Bestiaire du Québec

Migrations des poissons

Migrations des poissons

Migration des poissons et ses particularités

Le problème des migrations des poissons s’avère de plus en plus intéressant à mesure que s’éclaircissent les nombreux mystères dont il se compliquait. Les données modernes de la biologie générale et de la biologie marine ont en effet conféré aux migrations des poissons une signification qui, en plus de satisfaire davantage la curiosité des savants, ne laisse pas d’attirer l’attention de ceux qui n’envisagent que le côté pratique des acquisitions de la science.

Le terme de migration dans son acception la plus générale signifie tout déplacement collectif ou déplacement en masse d’une population d’un endroit vers un autre. Pour le biologiste, ce terme de migration implique l’idée de périodicité et de reproduction.

On a prétendu qu’en appliquant le terme de migrations aux déplacements périodiques des poissons on commettait un abus, mais le lecteur jugera lui-même du bien-fondé de cette assertion.

Le saumon, né dans les rivières, d’œufs déposés et fécondés par des progéniteurs arrivant de la mer après avoir parcouru souvent des centaines de milles, commencent leur vie autonome sous la forme d’alevins vésicules, c’est-à-dire sous la forme d’un petit poisson mesurant environ 1,5 centimètre de longueur et muni d’un sac ou d’une vésicule ventrale bourrée de réserves. Après avoir assimilé le contenu de leur vésicule, les alevins se nourrissent d’animaux microscopiques que renferment les eaux où leur existence a débuté.

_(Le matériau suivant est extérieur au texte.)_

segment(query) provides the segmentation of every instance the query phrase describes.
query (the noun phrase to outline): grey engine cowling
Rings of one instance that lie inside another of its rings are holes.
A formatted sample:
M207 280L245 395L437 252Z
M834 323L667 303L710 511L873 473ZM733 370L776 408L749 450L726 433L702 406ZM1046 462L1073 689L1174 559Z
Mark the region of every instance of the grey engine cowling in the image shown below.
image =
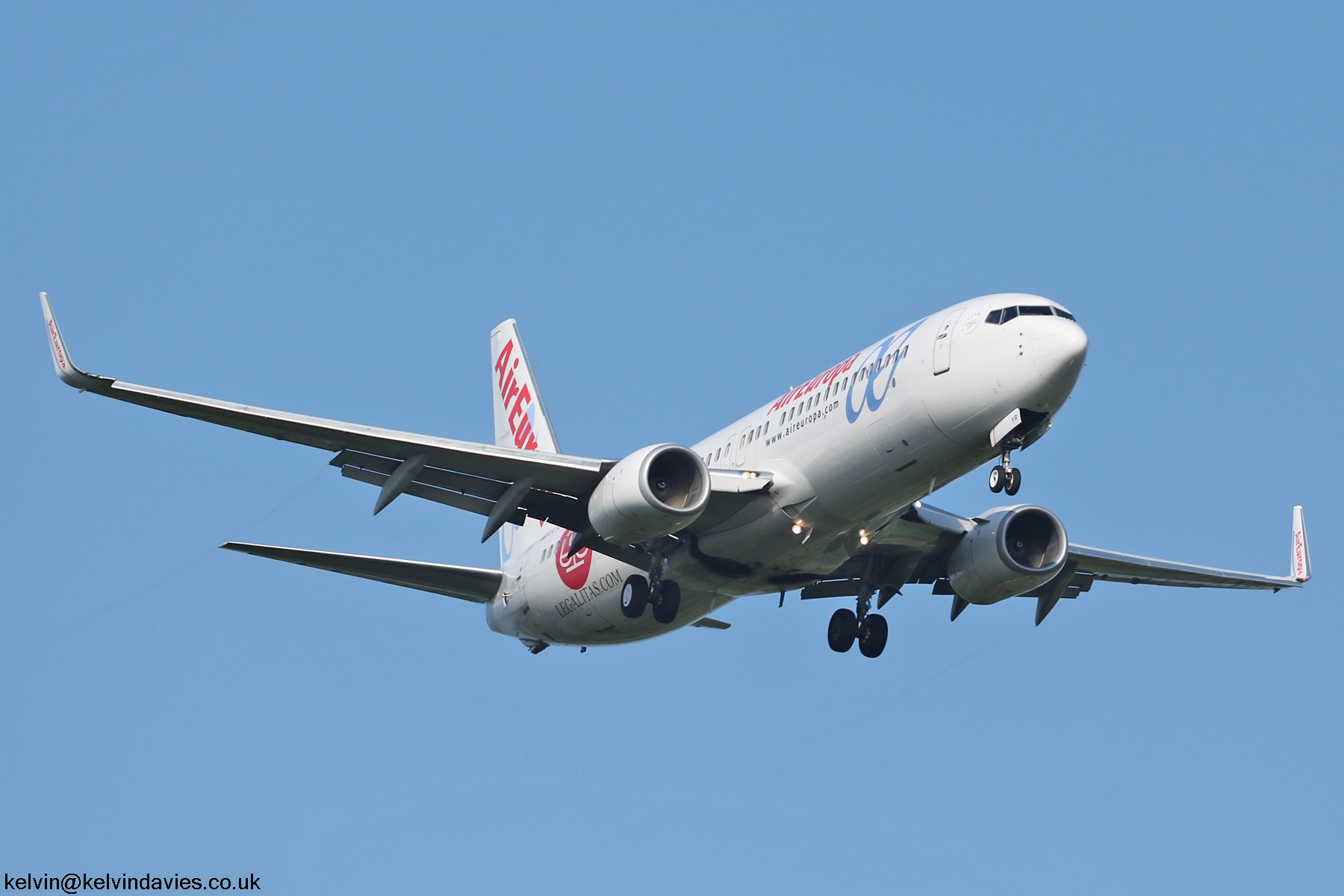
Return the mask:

Les jeunes saumons séjournent une ou deux années dans leur jardin d’enfance qu’est l’eau douce et bien aérée des rivières, puis ils se dirigent vers la mer où les attend une nourriture abondante et appropriée qui leur permettra de grandir rapidement. A l’époque de cette migration vers la mer, les jeunes saumons mesurent 10-15 centimètres et sont désignés généralement sous le nom de tacons ou tocans. À l’âge de quatre ans, quelquefois davantage, mais de toute façon lorsque leurs gonades ou glandes sexuelles approchent de la maturité et que leur physiologie aussi bien que leur psychologie prend cette forme qui caractérise la sexualité chez les animaux en général, les saumons adultes remontent de la mer dans les rivières pour y accomplir aveuglément l’œuvre qui assurera la survivance de leur espèce ; après quoi, redevenus physiologiquement et psychologiquement asexuels, ils retourneront à la mer pour répéter plus tard le même pèlerinage ou, dans certains cas, pour mourir sans jamais remonter dans les rivières.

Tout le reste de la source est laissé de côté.